Physiotherapy is helpful for restricted joint mobility and decreased muscle strength in the same areas, both before and during recovery from surgeries. A physiotherapist helps find solutions for discomfort caused by sedentary work and other musculoskeletal issues.
If possible, bring your test results with you. Exercises are easier to perform when wearing comfortable sportswear.
Overview
Patellofemoral pain syndrome, also known as runner’s knee, is a cartilage-related condition that often occurs as a result of overuse. It can affect both non-athletes and athletes, especially those involved in activities that require running or jumping. Repetitive stress on the knee irritates the inner surface of the kneecap, causing pain. Symptoms often appear at a relatively young age, and the workload may not always be very high. It is important to note that tissue tolerance to load can be reduced by factors such as lack of sleep, mental strain, and stress.
Symptoms
The person complains of a diffuse burning pain in the front of the knee, localized at the upper edge or behind the kneecap. It is often difficult to keep the knee bent or to sit for a long time with bent legs. The pain worsens with physical activity such as running and jumping, going down stairs, squatting or kneeling, and prolonged sitting with bent knees. Knee crepitus may occur, especially after resting when starting to move, walking downstairs, squatting, or standing up.
Causes
- Overload. Repeated stress on the knee irritates the inner surface of the kneecap, causing pain.
- Muscle imbalance or weakness. The muscles around the knee and hip must ensure knee stability during movement and keep the kneecap aligned in its groove. Disturbance of the kneecap’s movement trajectory can lead to softening of the cartilage under the kneecap. For example, inward movement of the knee during a squat can cause patellofemoral pain syndrome. In athletes, patellofemoral pressure may be increased due to muscle hypertrophy and relative stiffness.
- Often, the cause of patellofemoral pain syndrome is trauma to the knee or kneecap, which results in malposition and increased pressure on the kneecap.
- Surgical interventions, such as anterior cruciate ligament reconstruction using the patient’s own patellar tendon, can also increase the risk of patellofemoral pain syndrome.

Risk factors
- Age – Patellofemoral pain syndrome occurs more frequently in young and middle-aged individuals. Knee problems in older adults are more often related to arthritic changes.
- Gender – Women are twice as likely to develop patellofemoral pain syndrome compared to men. This may be related to the anatomical structure of the pelvis. A wider pelvis in women affects the angle of the bones crossing above the knee.

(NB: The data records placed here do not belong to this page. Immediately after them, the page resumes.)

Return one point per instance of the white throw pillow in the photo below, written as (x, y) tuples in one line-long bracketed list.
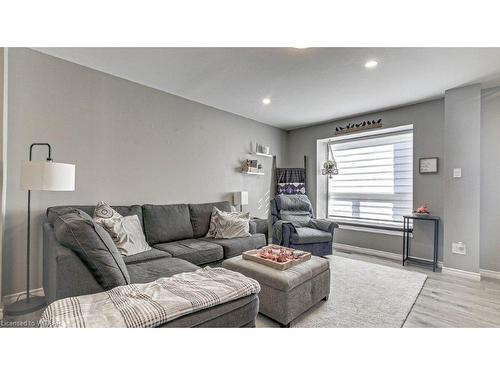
[(126, 231), (229, 224)]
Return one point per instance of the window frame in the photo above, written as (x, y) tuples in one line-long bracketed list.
[(370, 223)]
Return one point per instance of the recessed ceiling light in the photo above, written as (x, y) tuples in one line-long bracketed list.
[(371, 64)]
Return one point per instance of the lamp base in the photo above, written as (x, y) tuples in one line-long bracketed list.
[(25, 306)]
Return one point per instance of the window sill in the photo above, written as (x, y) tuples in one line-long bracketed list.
[(366, 229)]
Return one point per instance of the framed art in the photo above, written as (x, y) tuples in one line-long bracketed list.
[(428, 165)]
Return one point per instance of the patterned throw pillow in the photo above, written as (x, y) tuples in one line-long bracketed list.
[(291, 188), (229, 224), (126, 231)]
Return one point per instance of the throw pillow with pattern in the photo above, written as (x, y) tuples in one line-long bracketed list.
[(126, 231)]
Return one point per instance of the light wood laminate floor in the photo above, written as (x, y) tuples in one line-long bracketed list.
[(448, 300)]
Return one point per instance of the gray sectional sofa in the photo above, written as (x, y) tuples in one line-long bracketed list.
[(176, 234)]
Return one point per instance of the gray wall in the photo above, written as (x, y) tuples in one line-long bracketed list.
[(428, 121), (1, 158), (462, 199), (130, 144), (490, 179)]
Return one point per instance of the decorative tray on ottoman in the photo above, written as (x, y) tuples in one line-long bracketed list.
[(277, 257)]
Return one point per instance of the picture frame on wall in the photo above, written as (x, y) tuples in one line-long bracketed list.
[(428, 165)]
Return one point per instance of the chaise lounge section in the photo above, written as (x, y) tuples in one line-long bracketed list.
[(176, 234)]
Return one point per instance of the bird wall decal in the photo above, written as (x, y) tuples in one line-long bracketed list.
[(368, 124)]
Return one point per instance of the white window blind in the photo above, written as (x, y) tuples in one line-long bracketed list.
[(375, 180)]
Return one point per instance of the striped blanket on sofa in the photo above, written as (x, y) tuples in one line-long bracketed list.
[(151, 304)]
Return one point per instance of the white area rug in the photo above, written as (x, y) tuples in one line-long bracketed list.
[(365, 295)]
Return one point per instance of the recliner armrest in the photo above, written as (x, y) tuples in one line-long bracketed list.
[(325, 225), (252, 227)]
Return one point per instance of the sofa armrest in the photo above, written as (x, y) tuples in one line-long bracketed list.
[(64, 274), (252, 226)]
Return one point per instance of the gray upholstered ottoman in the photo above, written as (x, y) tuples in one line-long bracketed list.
[(284, 295)]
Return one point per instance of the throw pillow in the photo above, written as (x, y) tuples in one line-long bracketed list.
[(291, 188), (229, 224), (94, 246), (126, 232)]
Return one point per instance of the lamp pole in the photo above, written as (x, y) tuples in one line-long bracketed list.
[(29, 304)]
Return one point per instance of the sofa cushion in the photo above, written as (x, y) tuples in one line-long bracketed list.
[(54, 212), (77, 231), (146, 272), (167, 223), (201, 213), (305, 235), (229, 224), (235, 246), (194, 251), (146, 256)]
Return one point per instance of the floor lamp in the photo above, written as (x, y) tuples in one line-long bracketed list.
[(42, 176)]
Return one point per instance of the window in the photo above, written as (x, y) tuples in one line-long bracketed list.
[(375, 181)]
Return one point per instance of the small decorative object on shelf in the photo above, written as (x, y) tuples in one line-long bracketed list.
[(422, 210), (428, 165), (329, 168), (357, 127), (251, 167), (261, 150)]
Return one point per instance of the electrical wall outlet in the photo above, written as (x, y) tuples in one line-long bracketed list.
[(458, 248)]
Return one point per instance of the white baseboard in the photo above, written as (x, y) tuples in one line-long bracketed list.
[(462, 273), (490, 274), (367, 251)]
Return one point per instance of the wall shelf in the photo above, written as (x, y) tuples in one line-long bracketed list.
[(255, 173), (262, 154)]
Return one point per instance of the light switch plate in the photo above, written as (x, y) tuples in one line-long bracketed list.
[(458, 248)]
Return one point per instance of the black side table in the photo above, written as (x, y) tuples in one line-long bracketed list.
[(406, 239)]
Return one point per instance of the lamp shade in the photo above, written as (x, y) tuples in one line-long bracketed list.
[(240, 197), (47, 175)]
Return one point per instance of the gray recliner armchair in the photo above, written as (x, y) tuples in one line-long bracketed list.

- Sport type – Sports that require running and jumping can cause additional stress on the knees, especially when training loads increase suddenly.
Treatment and Prevention
Reducing load and using cold therapy (if it provides pain relief) help alleviate initial symptoms. If complaints persist, timely diagnosis and physiotherapeutic intervention are important. Conservative treatment of patellofemoral pain syndrome focuses on correcting identified biomechanical deviations, restoring muscle balance, mobilizing the patella, and improving range of motion.
- Muscle strengthening – Strong quadriceps and hip abductors help maintain knee stability during physical activity. The therapeutic exercise program should also include quadriceps stretches and exercises that increase pain-free knee joint mobility.
- Correction of training and competition technique, especially in sports requiring running, jumping, and quick changes of direction. It is important to strengthen the gluteal muscles and hip external rotators to prevent the knee from collapsing inward during physical activity. This helps keep the patella in its proper track and maintain correct movement patterns. Special attention should be given to proper training and competition technique, muscle strengthening, and moderate load management in young, growing athletes.
- Maintaining or reducing body weight if necessary – Overweight increases the load on the knee joints.
- Dynamic warm-up exercises before every training session.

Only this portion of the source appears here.